The second is Ineke Prochazka herself. She comes highly recommended by someone whose judgement I trust, she's got a background in the retail side of the book business (the side of the business, in my view, that it is absolutely vital to be across these days), and, in my dealings with her so far, she seems like a nice and approachable person, someone I'll be happy to do business with.

Of course, that contract isn't signed yet and there's many a slip, etc., but I am very pleased with how this is going so far and hope to get the paperwork out of the way very soon.

Wish me luck!

02 March, 2011

Scammers and the Gift of Sociopathy

Wifie has just been scammed by a company she got involved with online. It's an American company that ran a print ad in an Australian women's magazine offering a free trial of their product for the price of the postage. She paid the $7 postage with our credit card and the product duly arrived in the post. Then, when the credit card bill arrived, we saw the company had taken over $200 on top of the postage.

Wifie started emailing them demanding her money back.

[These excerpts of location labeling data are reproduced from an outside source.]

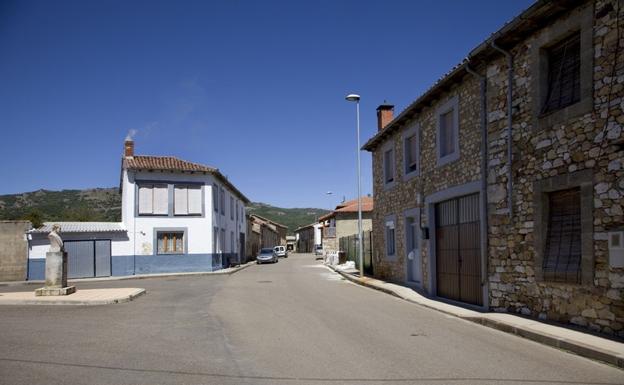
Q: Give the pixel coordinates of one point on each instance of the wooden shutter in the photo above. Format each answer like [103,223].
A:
[564,74]
[180,200]
[145,199]
[161,199]
[194,200]
[562,254]
[447,140]
[389,166]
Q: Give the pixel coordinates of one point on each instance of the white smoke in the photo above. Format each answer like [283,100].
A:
[131,134]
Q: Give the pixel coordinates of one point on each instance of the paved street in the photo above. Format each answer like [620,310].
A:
[293,322]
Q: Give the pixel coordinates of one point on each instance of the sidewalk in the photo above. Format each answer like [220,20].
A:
[227,271]
[583,344]
[80,297]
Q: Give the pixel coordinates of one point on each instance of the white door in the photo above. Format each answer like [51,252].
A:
[414,261]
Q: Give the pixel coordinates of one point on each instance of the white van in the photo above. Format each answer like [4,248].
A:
[281,251]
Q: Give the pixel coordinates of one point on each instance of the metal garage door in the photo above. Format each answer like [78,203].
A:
[88,258]
[458,250]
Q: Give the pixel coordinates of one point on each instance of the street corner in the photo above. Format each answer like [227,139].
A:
[86,297]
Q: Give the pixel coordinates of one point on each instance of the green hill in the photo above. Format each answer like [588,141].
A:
[104,204]
[291,218]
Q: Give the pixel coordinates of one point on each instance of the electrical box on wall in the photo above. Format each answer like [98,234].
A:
[616,249]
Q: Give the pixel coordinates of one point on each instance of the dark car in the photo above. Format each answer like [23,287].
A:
[266,255]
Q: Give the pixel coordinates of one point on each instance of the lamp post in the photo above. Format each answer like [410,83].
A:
[356,98]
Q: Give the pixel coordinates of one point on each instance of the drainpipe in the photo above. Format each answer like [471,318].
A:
[484,163]
[509,119]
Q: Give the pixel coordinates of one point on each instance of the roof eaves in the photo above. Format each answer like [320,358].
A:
[540,8]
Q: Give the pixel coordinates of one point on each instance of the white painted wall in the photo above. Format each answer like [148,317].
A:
[139,238]
[199,229]
[39,245]
[318,229]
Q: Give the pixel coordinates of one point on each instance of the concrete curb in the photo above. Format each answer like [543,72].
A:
[228,271]
[588,351]
[86,302]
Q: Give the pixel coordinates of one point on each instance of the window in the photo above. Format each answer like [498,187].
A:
[153,199]
[388,166]
[215,197]
[222,201]
[447,138]
[170,242]
[564,74]
[411,149]
[187,200]
[562,254]
[215,239]
[390,242]
[447,143]
[411,155]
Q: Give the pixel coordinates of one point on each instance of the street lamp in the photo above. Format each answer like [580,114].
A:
[356,98]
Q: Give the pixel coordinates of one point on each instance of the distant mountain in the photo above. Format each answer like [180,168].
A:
[104,204]
[291,218]
[98,204]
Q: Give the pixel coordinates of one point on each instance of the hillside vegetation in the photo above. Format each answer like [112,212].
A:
[104,204]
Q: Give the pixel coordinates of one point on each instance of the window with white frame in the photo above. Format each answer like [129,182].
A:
[390,236]
[215,240]
[187,200]
[447,138]
[215,197]
[388,166]
[170,242]
[153,199]
[222,201]
[411,149]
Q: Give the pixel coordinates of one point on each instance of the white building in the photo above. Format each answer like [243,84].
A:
[177,216]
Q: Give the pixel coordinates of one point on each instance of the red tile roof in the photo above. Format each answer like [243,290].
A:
[171,163]
[350,207]
[142,162]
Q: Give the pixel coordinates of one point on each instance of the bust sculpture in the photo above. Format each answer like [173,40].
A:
[56,243]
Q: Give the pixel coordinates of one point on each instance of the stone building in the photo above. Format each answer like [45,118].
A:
[305,238]
[343,222]
[14,250]
[507,195]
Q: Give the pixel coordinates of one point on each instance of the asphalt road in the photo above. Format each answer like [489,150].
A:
[293,322]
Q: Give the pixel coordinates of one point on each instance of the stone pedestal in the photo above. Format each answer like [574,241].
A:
[56,275]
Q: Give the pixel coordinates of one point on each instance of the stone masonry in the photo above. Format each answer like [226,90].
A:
[582,145]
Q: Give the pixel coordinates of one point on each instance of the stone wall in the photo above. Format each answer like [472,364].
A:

They ignored her. That was a month ago and we'd pretty much decided to let it go and write it down to experience. Then this month's credit card statement arrived and they'd done it again, taken another $200. This time Wifie spoke to the credit card company. (I had to speak to them too because Australian banks don't have the concept of joint and several liability on credit cards like everywhere else on the planet and our "joint" credit card is in my name!) She wanted them to block that particular company from ever drawing money from our account again.

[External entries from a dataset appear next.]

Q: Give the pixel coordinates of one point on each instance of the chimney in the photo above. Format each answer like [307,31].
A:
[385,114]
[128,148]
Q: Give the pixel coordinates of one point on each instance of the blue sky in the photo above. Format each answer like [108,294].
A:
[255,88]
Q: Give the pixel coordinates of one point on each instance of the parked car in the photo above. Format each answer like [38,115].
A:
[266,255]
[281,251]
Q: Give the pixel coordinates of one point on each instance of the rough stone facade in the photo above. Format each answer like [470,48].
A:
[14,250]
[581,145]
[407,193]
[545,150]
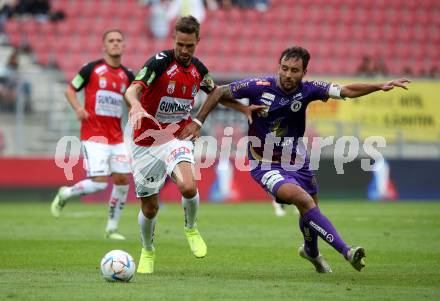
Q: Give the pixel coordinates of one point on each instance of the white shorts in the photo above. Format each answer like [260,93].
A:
[104,159]
[152,164]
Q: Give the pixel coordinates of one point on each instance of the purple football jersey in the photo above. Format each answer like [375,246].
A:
[284,120]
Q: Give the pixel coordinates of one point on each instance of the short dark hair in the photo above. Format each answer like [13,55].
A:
[296,52]
[111,30]
[188,24]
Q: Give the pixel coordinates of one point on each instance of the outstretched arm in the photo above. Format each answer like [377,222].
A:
[361,89]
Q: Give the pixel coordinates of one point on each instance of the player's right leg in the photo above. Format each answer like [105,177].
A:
[96,157]
[279,209]
[147,223]
[149,177]
[181,169]
[83,187]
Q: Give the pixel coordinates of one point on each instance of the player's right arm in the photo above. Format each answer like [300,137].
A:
[81,113]
[151,70]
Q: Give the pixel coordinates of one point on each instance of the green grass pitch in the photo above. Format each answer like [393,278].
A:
[252,254]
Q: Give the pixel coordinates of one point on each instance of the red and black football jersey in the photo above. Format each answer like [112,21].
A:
[168,94]
[104,88]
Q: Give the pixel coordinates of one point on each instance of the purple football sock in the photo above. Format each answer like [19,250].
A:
[324,228]
[310,239]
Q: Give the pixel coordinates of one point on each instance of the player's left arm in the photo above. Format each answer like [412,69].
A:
[361,89]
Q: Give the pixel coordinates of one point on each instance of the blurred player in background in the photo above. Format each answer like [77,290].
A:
[284,100]
[161,98]
[105,82]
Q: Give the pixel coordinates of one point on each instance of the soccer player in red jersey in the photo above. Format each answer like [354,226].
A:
[161,97]
[105,82]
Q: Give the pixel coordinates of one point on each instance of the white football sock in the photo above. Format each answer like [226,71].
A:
[116,204]
[190,207]
[83,187]
[147,231]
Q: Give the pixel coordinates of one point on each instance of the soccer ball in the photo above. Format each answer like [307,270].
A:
[117,265]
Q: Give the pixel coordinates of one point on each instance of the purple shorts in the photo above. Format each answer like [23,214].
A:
[272,179]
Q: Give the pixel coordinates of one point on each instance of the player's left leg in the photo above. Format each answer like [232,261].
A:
[183,176]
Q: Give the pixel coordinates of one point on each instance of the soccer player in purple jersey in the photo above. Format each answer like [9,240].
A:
[277,117]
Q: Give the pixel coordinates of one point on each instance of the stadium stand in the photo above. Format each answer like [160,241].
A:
[338,33]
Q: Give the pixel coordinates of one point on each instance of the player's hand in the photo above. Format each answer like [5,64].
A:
[135,115]
[253,108]
[82,114]
[402,83]
[190,132]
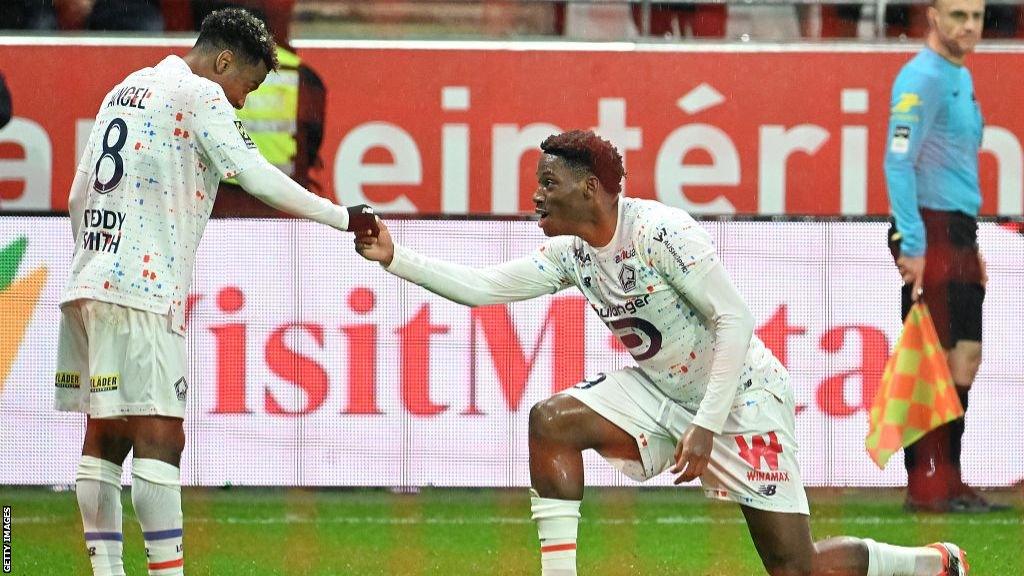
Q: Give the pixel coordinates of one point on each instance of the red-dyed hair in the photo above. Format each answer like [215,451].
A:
[588,151]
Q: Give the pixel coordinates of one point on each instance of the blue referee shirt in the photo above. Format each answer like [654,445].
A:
[935,129]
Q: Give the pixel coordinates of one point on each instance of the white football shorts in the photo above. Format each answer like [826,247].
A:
[754,460]
[115,362]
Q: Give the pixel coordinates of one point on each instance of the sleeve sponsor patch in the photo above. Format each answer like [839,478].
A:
[245,135]
[901,139]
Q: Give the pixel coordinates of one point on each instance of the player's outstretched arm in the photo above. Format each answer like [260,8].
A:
[512,281]
[274,189]
[376,248]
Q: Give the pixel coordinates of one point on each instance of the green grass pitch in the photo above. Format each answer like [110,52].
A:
[460,532]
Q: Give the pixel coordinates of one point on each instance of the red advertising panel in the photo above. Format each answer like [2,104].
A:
[309,366]
[455,127]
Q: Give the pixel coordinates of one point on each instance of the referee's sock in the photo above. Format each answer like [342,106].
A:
[886,560]
[156,493]
[557,522]
[97,486]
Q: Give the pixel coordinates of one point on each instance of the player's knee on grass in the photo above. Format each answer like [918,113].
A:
[159,438]
[107,439]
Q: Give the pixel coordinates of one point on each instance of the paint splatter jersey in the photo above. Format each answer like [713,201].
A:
[637,285]
[163,140]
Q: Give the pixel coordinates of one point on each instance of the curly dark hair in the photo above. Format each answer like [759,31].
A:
[586,151]
[239,30]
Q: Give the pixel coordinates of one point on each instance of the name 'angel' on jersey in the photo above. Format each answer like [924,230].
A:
[163,139]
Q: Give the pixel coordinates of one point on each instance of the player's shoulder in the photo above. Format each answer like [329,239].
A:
[187,88]
[921,73]
[560,245]
[650,218]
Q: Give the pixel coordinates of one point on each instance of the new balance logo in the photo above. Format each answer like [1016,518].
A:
[761,448]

You'd think this would be easy, since all they were ever authorised to draw was $7. But no. We had to cancel our credit card and start a new account. Can you believe that? So we now have no credit card and a wait of 10 business days before the new one is available!

The good news is that the bank hopes to be able to reimburse us the $400 we lost. I'm not sure why they would do that (unless there is an insurance included in our fees that I haven't noticed) but who am I to argue? Possibly it is because they feel guilty that they run a dodgy financial system where people with your credit card number can steal your money, but that would be strangely altruistic of them. As far as I can see, we got scammed and it's largely our own fault for trusting an unknown company with our credit card number. Maybe that's it? I suppose the banks want us to trust potential crooks, because then we will buy more stuff online. Well, it looks like another $400 may now have to be added to everybody's bank fees next year.

Nice smile, Mr. Madoff.
Wouldn't it be nice though, to be so completely heartless and soul-dead that you could just take other people's money if you felt like it? Wouldn't it be nice not to care about how much effort it took your victims to earn that money, how hard it had been for them to save the amout you stole, what they might have to go without because of your greed, or how upset they might feel because of what you did to them? I think sick, heartless bastards must be the happiest people in the world. Their brains, crippled by the lack of a normal conscience, are incapable of feeling all the usual concerns, the empathy and the compassion that bother the rest of us, leaving them able to laugh at and enjoy the unhappiness they cause. They don't even mind being despised, in all likelihood. What a gift sociopathy must be to these lucky people.